Unstimmigkeiten sieht Martin Beck, Nahostreferent des Deutschen Orient-Instituts, auch hinsichtlich der Israel-Politik. Die Haltung der USA im Konflikt zwischen Israel und Palästina sei extrem unglaubwürdig. "Die Bush-Regierung toleriert die Besatzung Palästinas - und schafft dadurch einen klaren Widerspruch zu dem Ziel, Demokratie zu verbreiten." Die Außenministerin spricht hingegen von den "besten Möglichkeiten seit Jahren", einen palästinensischen Staat zu schaffen.

Qom

Straßenszene in iranischer Kleinstadt: Mehr Bürgerrechte durch Demokratisierung?

Kritiker der US-amerikanischen Anstrengungen für mehr Demokratie im Nahen Osten weisen aber nicht nur auf die einzelnen Konflikte hin. Vielmehr steht die gesamte Politik der USA auf dem Prüfstand. Es fragt sich, ob eine Demokratisierung von außen - sei es mit Waffen oder mit Worten - im Nahen Osten tatsächlich Erfolg haben kann.

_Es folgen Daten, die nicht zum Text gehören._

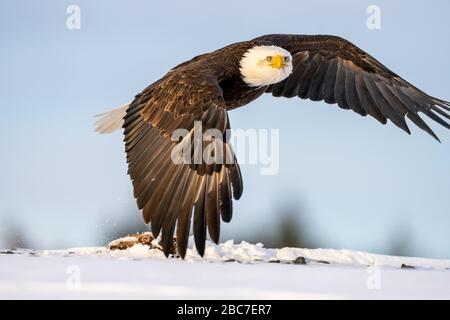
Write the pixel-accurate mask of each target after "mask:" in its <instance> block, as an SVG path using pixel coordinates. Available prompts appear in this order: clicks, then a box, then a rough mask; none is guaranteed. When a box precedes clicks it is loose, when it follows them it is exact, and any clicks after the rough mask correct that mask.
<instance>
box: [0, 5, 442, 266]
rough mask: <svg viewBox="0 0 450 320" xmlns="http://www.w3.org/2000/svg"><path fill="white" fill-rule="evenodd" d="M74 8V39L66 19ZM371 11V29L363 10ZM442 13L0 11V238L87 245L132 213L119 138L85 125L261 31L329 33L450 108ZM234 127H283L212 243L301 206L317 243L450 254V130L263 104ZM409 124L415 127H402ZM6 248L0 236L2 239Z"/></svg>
mask: <svg viewBox="0 0 450 320" xmlns="http://www.w3.org/2000/svg"><path fill="white" fill-rule="evenodd" d="M70 4H76V5H79V7H80V8H81V29H80V30H68V29H67V28H66V19H67V17H68V15H67V14H66V8H67V6H68V5H70ZM370 4H376V5H378V6H379V7H380V9H381V29H380V30H369V29H368V28H367V27H366V20H367V18H368V15H367V13H366V8H367V7H368V6H369V5H370ZM449 11H450V3H449V2H448V1H444V0H443V1H434V2H433V6H430V5H429V4H427V3H426V2H425V1H422V2H420V3H417V2H416V3H414V4H413V3H411V2H409V1H395V2H394V1H375V2H374V1H357V0H355V1H340V2H339V3H338V2H336V1H314V2H311V1H279V2H277V1H275V2H274V1H245V2H244V1H222V2H212V1H196V2H187V1H163V2H162V1H160V2H155V3H154V2H150V1H121V2H119V1H58V2H56V1H42V0H39V1H2V2H1V4H0V39H1V40H0V41H1V42H2V50H0V70H1V73H0V99H1V101H0V106H1V107H0V108H1V112H2V113H1V117H0V130H1V135H0V148H1V150H2V152H1V154H0V173H1V177H2V178H1V180H0V222H1V224H2V227H0V232H6V230H5V228H7V225H8V224H7V223H11V222H12V223H15V224H20V225H21V226H22V228H23V229H24V230H25V232H26V234H27V237H28V238H30V239H32V241H33V243H34V244H35V246H36V247H54V246H62V245H64V246H80V245H97V244H100V243H99V242H98V237H97V234H98V232H99V230H101V229H104V228H107V227H108V226H109V225H110V221H119V220H123V219H124V218H126V215H138V213H137V212H136V211H134V209H130V208H134V200H133V198H132V189H131V183H130V181H129V179H128V176H127V175H126V163H125V155H124V153H123V145H122V137H121V135H120V133H116V134H113V135H110V136H99V135H96V134H94V132H93V130H92V129H93V125H92V124H93V117H92V116H93V115H94V114H96V113H99V112H102V111H105V110H107V109H109V108H112V107H115V106H118V105H120V104H122V103H125V102H127V101H129V100H130V99H132V98H133V96H134V95H135V94H137V93H138V92H139V91H140V90H142V89H143V88H144V87H146V86H147V85H149V84H150V83H152V82H153V81H155V80H157V79H158V78H159V77H161V76H162V75H163V74H164V73H165V72H166V71H167V70H168V69H170V68H171V67H173V66H174V65H176V64H178V63H180V62H182V61H184V60H187V59H189V58H191V57H193V56H194V55H197V54H200V53H204V52H208V51H212V50H215V49H217V48H220V47H223V46H225V45H227V44H229V43H233V42H237V41H242V40H247V39H251V38H254V37H256V36H259V35H262V34H267V33H297V34H322V33H326V34H335V35H339V36H342V37H345V38H347V39H348V40H350V41H352V42H353V43H355V44H357V45H358V46H360V47H361V48H362V49H364V50H366V51H368V52H369V53H371V54H372V55H374V56H375V57H376V58H378V59H379V60H380V61H382V62H383V63H384V64H385V65H386V66H388V67H390V68H391V69H392V70H393V71H394V72H396V73H398V74H400V75H402V76H403V77H405V78H406V79H407V80H409V81H410V82H412V83H413V84H415V85H416V86H418V87H419V88H421V89H423V90H424V91H426V92H427V93H429V94H430V95H433V96H437V97H440V98H442V99H446V100H450V75H449V73H448V70H450V60H449V59H448V56H449V55H450V45H449V41H448V32H449V30H450V21H449V19H448V17H447V14H448V12H449ZM230 118H231V123H232V126H233V127H234V128H244V129H245V128H268V129H270V128H275V129H280V141H281V145H280V152H281V156H280V172H279V174H278V175H275V176H261V175H259V167H257V166H243V167H242V170H243V176H244V183H245V190H244V196H243V197H242V200H240V201H238V202H236V203H235V213H234V219H233V221H232V222H231V224H228V225H226V226H225V233H224V234H223V236H222V239H227V237H231V236H232V235H233V236H234V235H236V236H239V237H240V238H245V235H246V234H247V233H249V232H255V230H259V231H261V230H267V232H270V230H271V228H270V226H271V224H272V223H274V222H276V221H277V215H276V212H275V211H276V210H275V209H276V208H277V207H279V206H282V205H283V204H285V203H291V202H295V203H298V204H299V206H301V207H302V208H304V210H303V211H304V212H305V216H304V217H303V218H304V219H305V221H307V227H308V232H309V233H311V234H312V235H314V237H315V238H316V239H318V241H319V243H320V245H322V246H324V247H333V248H347V249H358V250H372V251H377V252H387V251H388V250H389V248H390V246H391V243H390V240H391V239H392V237H393V236H395V235H396V234H397V233H401V232H403V231H402V230H408V232H409V234H410V238H409V240H410V245H411V247H412V248H413V249H414V253H415V254H417V255H422V256H427V257H446V258H450V250H449V249H450V233H449V232H448V230H450V196H449V191H450V165H449V164H450V149H449V146H450V132H448V130H446V129H443V128H440V127H439V126H437V125H435V124H433V123H431V126H432V128H433V129H434V130H435V132H436V133H437V134H438V136H440V137H441V140H442V143H441V144H439V143H437V142H435V141H434V140H433V139H432V138H430V137H429V136H427V135H426V134H424V133H422V132H421V131H419V130H417V129H415V128H414V129H413V134H412V135H411V136H408V135H406V134H404V133H403V132H402V131H401V130H399V129H397V128H396V127H394V126H393V125H392V124H388V125H387V126H381V125H380V124H378V123H377V122H376V121H375V120H373V119H371V118H362V117H360V116H359V115H357V114H353V113H352V112H350V111H344V110H341V109H339V108H337V107H335V106H330V105H327V104H325V103H321V102H309V101H304V100H300V99H289V100H288V99H275V98H273V97H271V96H265V97H262V98H260V99H259V100H257V101H255V102H253V103H252V104H251V105H249V106H247V107H245V108H242V109H238V110H235V111H233V112H231V114H230ZM411 127H412V126H411ZM0 238H1V237H0Z"/></svg>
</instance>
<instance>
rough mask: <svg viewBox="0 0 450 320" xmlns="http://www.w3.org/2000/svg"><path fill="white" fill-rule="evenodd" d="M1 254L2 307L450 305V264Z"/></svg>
mask: <svg viewBox="0 0 450 320" xmlns="http://www.w3.org/2000/svg"><path fill="white" fill-rule="evenodd" d="M121 240H123V239H121ZM127 240H130V241H131V240H132V238H128V239H127ZM191 242H192V241H191ZM152 244H153V243H152ZM191 248H192V244H191ZM0 252H1V254H0V298H1V299H36V298H39V299H77V298H83V299H124V298H125V299H399V298H405V299H416V298H425V299H450V260H433V259H423V258H411V257H394V256H385V255H379V254H371V253H365V252H357V251H349V250H333V249H300V248H282V249H266V248H264V246H263V245H262V244H250V243H247V242H241V243H239V244H235V243H233V241H227V242H225V243H222V244H219V245H215V244H212V243H208V245H207V248H206V251H205V257H204V258H200V257H199V256H198V255H197V253H196V252H195V250H194V249H188V251H187V255H186V259H185V260H181V259H179V258H168V259H166V258H165V257H164V255H163V254H162V252H161V250H160V249H158V248H154V249H150V247H149V246H148V245H143V244H140V243H138V244H135V245H134V246H132V247H130V248H128V249H126V250H110V249H108V247H93V248H74V249H66V250H27V249H17V250H10V251H6V250H5V251H0Z"/></svg>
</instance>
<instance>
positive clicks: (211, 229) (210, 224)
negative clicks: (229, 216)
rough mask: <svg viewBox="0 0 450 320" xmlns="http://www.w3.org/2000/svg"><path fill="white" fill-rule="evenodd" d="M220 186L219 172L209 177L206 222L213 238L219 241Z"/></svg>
mask: <svg viewBox="0 0 450 320" xmlns="http://www.w3.org/2000/svg"><path fill="white" fill-rule="evenodd" d="M218 186H219V181H218V173H217V172H214V174H213V175H212V176H210V177H208V186H207V194H206V209H205V211H206V223H207V226H208V231H209V235H210V237H211V240H212V241H214V242H215V243H219V238H220V216H219V212H218V211H217V209H218V205H217V203H218V199H217V189H218Z"/></svg>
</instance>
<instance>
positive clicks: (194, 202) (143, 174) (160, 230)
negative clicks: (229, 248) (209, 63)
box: [123, 66, 242, 257]
mask: <svg viewBox="0 0 450 320" xmlns="http://www.w3.org/2000/svg"><path fill="white" fill-rule="evenodd" d="M188 69H189V68H188ZM124 120H125V121H124V126H123V127H124V133H125V142H126V152H127V161H128V168H129V170H128V173H129V174H130V176H131V179H132V181H133V187H134V196H135V198H136V199H137V203H138V207H139V208H140V209H142V210H143V216H144V220H145V222H146V223H148V222H150V223H151V228H152V232H153V234H154V236H155V237H157V236H158V235H159V233H160V232H161V237H162V246H163V250H164V253H165V254H166V256H167V255H168V254H169V253H170V251H171V249H172V248H173V235H174V232H175V228H176V243H177V248H178V252H179V253H180V255H181V256H182V257H184V256H185V254H186V248H187V242H188V236H189V230H190V225H191V224H190V221H191V217H192V216H193V230H194V238H195V244H196V248H197V250H198V252H199V253H200V255H203V253H204V248H205V240H206V229H208V231H209V234H210V236H211V239H212V240H213V241H215V242H218V241H219V234H220V216H221V217H222V220H224V221H226V222H228V221H230V219H231V216H232V196H233V197H234V198H235V199H238V198H239V197H240V196H241V193H242V179H241V174H240V169H239V166H238V164H237V162H236V161H235V158H234V154H233V153H232V150H231V147H230V146H229V145H228V143H227V141H226V139H225V138H224V140H223V141H222V142H223V146H224V149H225V150H226V151H225V152H228V154H229V157H233V159H234V161H233V162H232V163H230V164H226V165H225V164H221V163H218V162H219V161H214V162H213V163H212V164H211V163H205V162H204V161H203V158H201V159H200V160H201V162H200V163H199V162H196V163H191V164H189V163H187V162H183V163H177V161H175V162H174V160H175V159H174V158H173V154H177V153H176V152H175V153H174V150H175V149H174V148H181V146H182V145H185V144H186V142H187V143H188V144H193V141H194V121H201V124H202V130H203V132H204V131H205V130H207V129H217V130H219V132H221V133H225V130H226V129H227V128H229V120H228V115H227V111H226V109H225V107H224V101H223V96H222V90H221V89H220V87H219V86H218V83H217V77H216V76H215V74H214V72H213V71H212V70H210V69H208V67H207V66H204V67H200V66H199V68H190V69H189V70H187V69H186V68H178V69H175V70H174V71H171V72H169V73H168V74H167V75H166V76H165V77H163V78H162V79H161V80H159V81H157V82H156V83H154V84H153V85H151V86H149V87H148V88H146V89H145V90H144V91H143V92H142V93H140V94H139V95H137V96H136V98H135V100H134V101H133V102H132V103H131V104H130V107H129V108H128V109H127V113H126V116H125V119H124ZM176 129H185V130H186V132H189V134H188V135H187V136H186V137H185V138H184V139H183V140H182V143H178V142H179V141H173V140H172V132H173V131H174V130H176ZM223 137H225V135H223ZM215 142H216V143H217V142H218V141H215ZM215 142H214V140H213V142H209V143H215ZM202 147H203V148H205V147H207V143H203V144H202ZM192 149H194V148H192ZM178 160H180V159H178ZM231 190H233V192H232V191H231Z"/></svg>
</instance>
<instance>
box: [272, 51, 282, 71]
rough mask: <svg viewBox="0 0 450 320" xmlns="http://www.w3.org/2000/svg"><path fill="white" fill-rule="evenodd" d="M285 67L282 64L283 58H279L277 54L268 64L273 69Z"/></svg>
mask: <svg viewBox="0 0 450 320" xmlns="http://www.w3.org/2000/svg"><path fill="white" fill-rule="evenodd" d="M285 65H286V64H285V63H284V60H283V57H282V56H280V55H279V54H278V55H276V56H274V57H273V58H272V62H271V63H270V66H271V67H272V68H275V69H281V68H283V67H284V66H285Z"/></svg>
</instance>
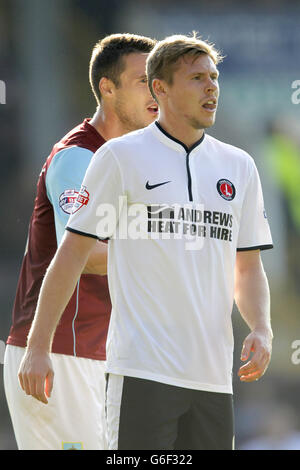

Tatsächlich fehlen in den meisten Ländern starke demokratische Oppositionsgruppen. Die wichtigsten Kräfte fordern vielmehr eine gerechtere Verteilung staatlicher Mittel, ohne die Berechtigung des Systems in Frage zu stellen. "Große Teile der Gesellschaft sind auf den Staat angewiesen", gibt Nahost-Experte Beck zu bedenken. Daher sei den meisten Gruppen eine Gerechtigkeitsideologie wichtiger als die Förderung von Freiheit und Demokratie.

USA schützen langjährige Partner

Ein weiteres Hemmnis liegt in dem geringen Ansehen der USA in der Region. Das ist die Folge einer widersprüchlichen Politik: Während es im gesamten Nahen Osten ein Demokratiedefizit gibt, konzentriert sich die US-Regierung lediglich auf eine Auswahl einiger weniger "Problemstaaten". Am 21. Juni beendete US-Außenministerin Condoleeza Rice ihre erste große Tour durch die arabische Welt. Ob Ägypten oder Saudi Arabien: Sie mahnte die Länder zu mehr Reformen und Demokratie.

Wahlen Irak Wahllokal in Jordanien

Wahlen im Irak: Rice sieht den Beginn eines "langen und hoffnungsvollen Prozesses"

"Konsequenterweise müssten sich die Amerikaner gegen alle Regierungen im Nahen Osten wenden", sagt Martin Beck. So gebe es in Saudi-Arabien weit weniger Freiheitsrechte als im Iran - und trotzdem ist der Iran derzeit das wichtigste Ziel der amerikanischen Bemühungen. Historisch gewachsene Beziehungen gehen indes vor: Gegen Saudi-Arabien wendet man sich ebenso wenig wie gegen Israel.

Neue Prioritäten gefestigt

Trotz aller Kritik: Die Nahostreise von Condoleeza Rice festigte die neuen Prioritäten der US-Regierung. Das militärische Säbelrasseln weicht einem Dialog, der zudem die engeren Partner nicht mehr nur mit Samthandschuhen anfasst. So hat Rice in Ägypten die restriktiven Zulassungsbedingungen zur Präsidentschaftswahl kritisiert und in Saudi-Arabien über das Schicksal inhaftierter Oppositionspolitiker verhandelt.

Das hat zur Folge, dass auch ihre Verhandlungspartner jetzt der Logik der USA folgen - und darin ihren Vorteil suchen. Als Palästinenserpräsident Mahmoud Abbas jetzt US-Präsident Bush besuchte, konnte er von Fortschritten bei der Demokratisierung Palästinas berichten - in der berechtigten Hoffnung, dafür von den Amerikanern diplomatische Gegenleistungen zu erhalten.